What did Obama speak about on his influential years in Chicago?
Though Obama was born in Hawaii, Obama got adeveloping interest in politics while living in his adopted home in Chicago. This is where he met his wife, Michelle. Early in his speech, he acknowledged the lessons he learned while working as a community controller. In his own words, he says... “This is where I learned that change only happens when ordinary people get involved, get engaged, and come together to demand it."- Obama.
Obama on his achievements
The central theme of Obama's first campaign was to bring about the change and he took this moment during his final speech and demonstrated the ways how he has reshaped the nation. While the list of his achievements was lengthy, it ranged from increased access to health insurance, marriage fairness, job conception, a re-establishment of relations with Cuba and anxiety of the mastermind of the 9/11 attacks. He also acknowledged the motivations behind his policies, and he says that "we have shown the ability to change, and make life enhanced for those who follow."
Obama’s participatory on nature of democracy
After espousing the dangers of economic difference, bias, and membership, Obama discussed and warned about the great threat on political indifference.
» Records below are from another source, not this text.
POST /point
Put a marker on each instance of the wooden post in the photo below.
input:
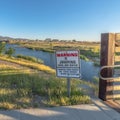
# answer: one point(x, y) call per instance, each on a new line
point(107, 58)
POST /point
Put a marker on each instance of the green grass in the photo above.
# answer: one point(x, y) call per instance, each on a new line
point(30, 58)
point(19, 88)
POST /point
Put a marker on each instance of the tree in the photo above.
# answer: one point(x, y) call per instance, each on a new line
point(10, 51)
point(2, 47)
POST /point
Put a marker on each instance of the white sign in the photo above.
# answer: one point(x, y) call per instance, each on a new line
point(68, 64)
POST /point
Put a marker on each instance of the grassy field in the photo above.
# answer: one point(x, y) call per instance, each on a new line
point(23, 87)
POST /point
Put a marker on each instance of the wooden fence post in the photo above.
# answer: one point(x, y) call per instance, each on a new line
point(107, 58)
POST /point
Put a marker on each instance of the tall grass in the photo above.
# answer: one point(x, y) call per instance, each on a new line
point(29, 64)
point(30, 58)
point(19, 90)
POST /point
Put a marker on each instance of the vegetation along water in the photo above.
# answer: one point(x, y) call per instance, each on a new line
point(26, 82)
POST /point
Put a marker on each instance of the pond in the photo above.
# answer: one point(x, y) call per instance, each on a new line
point(88, 70)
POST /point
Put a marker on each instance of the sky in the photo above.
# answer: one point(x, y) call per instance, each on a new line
point(82, 20)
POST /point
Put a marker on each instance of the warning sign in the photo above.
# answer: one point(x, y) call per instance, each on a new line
point(68, 64)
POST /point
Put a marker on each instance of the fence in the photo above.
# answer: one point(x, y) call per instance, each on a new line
point(109, 82)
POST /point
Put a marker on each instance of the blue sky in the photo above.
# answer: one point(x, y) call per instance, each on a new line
point(59, 19)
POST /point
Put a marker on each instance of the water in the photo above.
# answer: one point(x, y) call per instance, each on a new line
point(88, 70)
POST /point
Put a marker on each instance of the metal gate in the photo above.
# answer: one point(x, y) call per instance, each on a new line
point(109, 81)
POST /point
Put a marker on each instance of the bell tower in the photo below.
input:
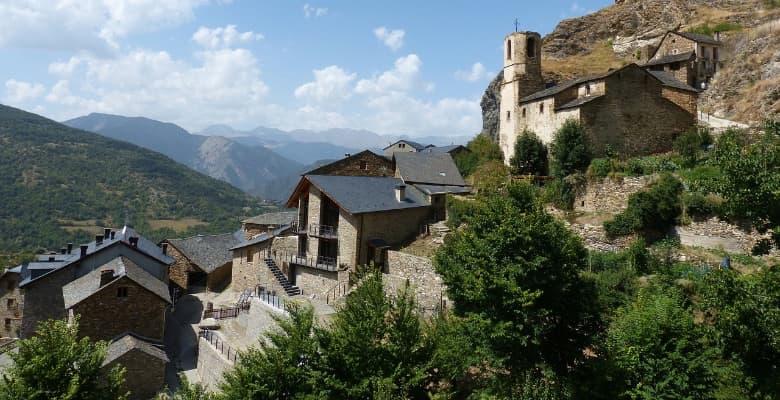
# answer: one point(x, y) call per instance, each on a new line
point(522, 77)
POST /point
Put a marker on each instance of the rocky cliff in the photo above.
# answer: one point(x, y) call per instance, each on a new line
point(746, 87)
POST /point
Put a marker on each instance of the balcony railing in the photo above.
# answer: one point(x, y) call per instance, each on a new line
point(324, 231)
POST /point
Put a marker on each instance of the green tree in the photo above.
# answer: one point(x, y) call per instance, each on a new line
point(569, 150)
point(530, 155)
point(513, 273)
point(282, 367)
point(659, 351)
point(56, 364)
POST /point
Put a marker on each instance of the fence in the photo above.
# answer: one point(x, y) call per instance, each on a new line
point(223, 347)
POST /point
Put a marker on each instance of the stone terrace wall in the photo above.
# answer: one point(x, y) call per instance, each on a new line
point(609, 195)
point(419, 272)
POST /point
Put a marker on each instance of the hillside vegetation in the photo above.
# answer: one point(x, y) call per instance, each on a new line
point(54, 177)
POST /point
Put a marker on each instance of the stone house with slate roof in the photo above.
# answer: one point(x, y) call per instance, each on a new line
point(118, 285)
point(11, 303)
point(142, 362)
point(691, 58)
point(203, 260)
point(631, 110)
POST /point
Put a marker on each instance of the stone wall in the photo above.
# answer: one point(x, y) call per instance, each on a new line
point(609, 195)
point(11, 305)
point(212, 365)
point(105, 316)
point(144, 374)
point(427, 285)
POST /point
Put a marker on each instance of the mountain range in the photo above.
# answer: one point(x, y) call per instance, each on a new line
point(263, 162)
point(63, 184)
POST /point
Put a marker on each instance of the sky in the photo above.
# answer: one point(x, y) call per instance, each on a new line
point(393, 67)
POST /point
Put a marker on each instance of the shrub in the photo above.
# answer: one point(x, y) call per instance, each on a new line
point(650, 211)
point(530, 155)
point(569, 149)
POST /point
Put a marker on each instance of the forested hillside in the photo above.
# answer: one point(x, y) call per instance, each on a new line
point(58, 184)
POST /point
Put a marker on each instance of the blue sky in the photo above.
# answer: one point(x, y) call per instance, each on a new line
point(394, 67)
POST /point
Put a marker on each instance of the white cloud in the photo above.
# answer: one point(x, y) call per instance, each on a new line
point(311, 11)
point(394, 39)
point(92, 25)
point(18, 92)
point(476, 74)
point(403, 77)
point(226, 37)
point(331, 84)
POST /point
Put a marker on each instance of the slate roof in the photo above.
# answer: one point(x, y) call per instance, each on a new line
point(208, 252)
point(63, 260)
point(428, 168)
point(416, 145)
point(262, 237)
point(579, 101)
point(130, 342)
point(82, 288)
point(442, 189)
point(364, 194)
point(701, 38)
point(671, 58)
point(277, 218)
point(669, 80)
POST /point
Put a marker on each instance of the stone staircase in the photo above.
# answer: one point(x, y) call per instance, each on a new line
point(288, 287)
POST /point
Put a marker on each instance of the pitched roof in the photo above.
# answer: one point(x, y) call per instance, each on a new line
point(430, 168)
point(364, 194)
point(208, 252)
point(669, 80)
point(442, 189)
point(130, 342)
point(416, 145)
point(262, 237)
point(82, 288)
point(671, 58)
point(701, 38)
point(145, 246)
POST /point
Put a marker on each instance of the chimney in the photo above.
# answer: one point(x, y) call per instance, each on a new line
point(106, 275)
point(400, 193)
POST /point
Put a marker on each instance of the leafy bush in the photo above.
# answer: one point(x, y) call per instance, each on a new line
point(600, 167)
point(569, 149)
point(650, 211)
point(530, 155)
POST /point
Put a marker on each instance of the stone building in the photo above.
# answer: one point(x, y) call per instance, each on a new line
point(117, 298)
point(631, 110)
point(142, 361)
point(267, 222)
point(690, 57)
point(204, 260)
point(11, 303)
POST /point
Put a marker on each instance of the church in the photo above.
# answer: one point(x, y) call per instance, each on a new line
point(631, 110)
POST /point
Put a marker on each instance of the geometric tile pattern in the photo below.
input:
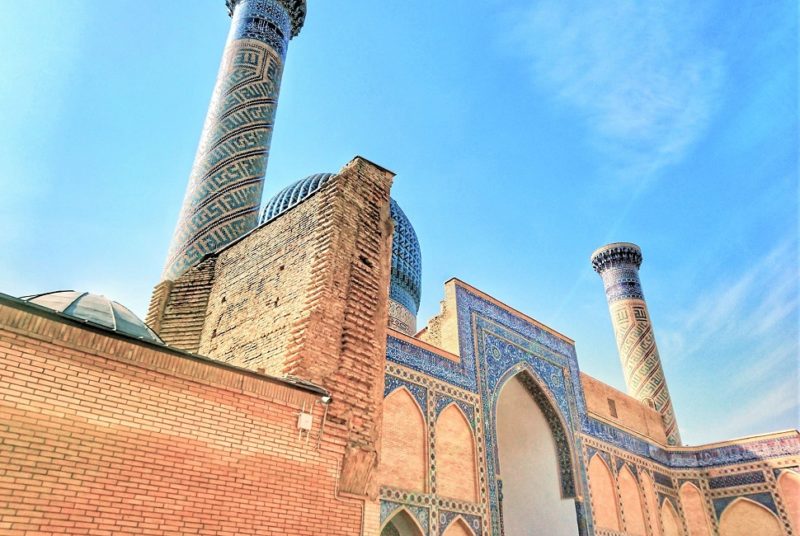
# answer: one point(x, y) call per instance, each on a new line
point(420, 514)
point(445, 518)
point(764, 499)
point(740, 479)
point(227, 178)
point(295, 8)
point(662, 479)
point(618, 265)
point(494, 345)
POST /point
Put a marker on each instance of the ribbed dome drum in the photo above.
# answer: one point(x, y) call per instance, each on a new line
point(406, 278)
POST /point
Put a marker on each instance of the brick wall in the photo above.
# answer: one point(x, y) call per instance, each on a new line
point(178, 308)
point(307, 296)
point(631, 414)
point(103, 435)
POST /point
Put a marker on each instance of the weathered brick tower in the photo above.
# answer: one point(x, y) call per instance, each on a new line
point(224, 191)
point(618, 265)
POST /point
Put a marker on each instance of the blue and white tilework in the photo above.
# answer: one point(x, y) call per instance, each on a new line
point(446, 518)
point(420, 513)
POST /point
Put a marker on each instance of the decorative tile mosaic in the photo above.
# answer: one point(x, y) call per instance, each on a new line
point(459, 374)
point(421, 514)
point(265, 20)
point(741, 479)
point(764, 499)
point(662, 479)
point(419, 392)
point(227, 178)
point(495, 345)
point(447, 517)
point(505, 345)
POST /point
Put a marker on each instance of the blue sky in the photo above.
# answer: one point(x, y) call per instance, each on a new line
point(524, 134)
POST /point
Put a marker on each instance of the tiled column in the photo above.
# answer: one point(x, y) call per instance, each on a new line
point(618, 265)
point(224, 192)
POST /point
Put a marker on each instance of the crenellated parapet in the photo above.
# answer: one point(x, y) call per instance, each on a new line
point(227, 178)
point(618, 264)
point(295, 8)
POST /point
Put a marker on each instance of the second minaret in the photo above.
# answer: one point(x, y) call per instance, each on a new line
point(618, 265)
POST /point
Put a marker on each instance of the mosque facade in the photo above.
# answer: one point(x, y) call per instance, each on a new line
point(280, 383)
In his own words he says that "our democracy is in danger as we take it for granted whenever we like to do," he stated urging all citizens to obtain an interest in the decisions being made in their own communities, states and the nation at large. He also inspired few people to hit the campaign trails about the elected officials.
In a world where political dialogues have progressively moved to social networks, Obama asks the Americans to get outside of their comfort zones. He says that people are becoming so secure in their own bubbles where they accept only the information, and not looking back to seewhether it’s true or not. He said, acknowledging to media segmentation will make it simple to find people who concur with your view and easier to discharge the beliefs of others. Obama also made a plea for personal interactions with individuals with opposite view points, by saying "If you’re exhausted of arguing with strangers on the Internet, try to speak with one in real life."
Obama Words to the next generation
While observing the peaceful change of power to his heir, he made a point of acknowledgment about the growing influence of a new generation of Americans. In his words- "This generation is coming up –unselfish, creative, patriotic – I’ve seen you in every corner of the country," He said, placing his trust in the young people who will form the future of the United States. "You’ll soon outnumber any of us, and I deem as a result that the prospect is in good hands."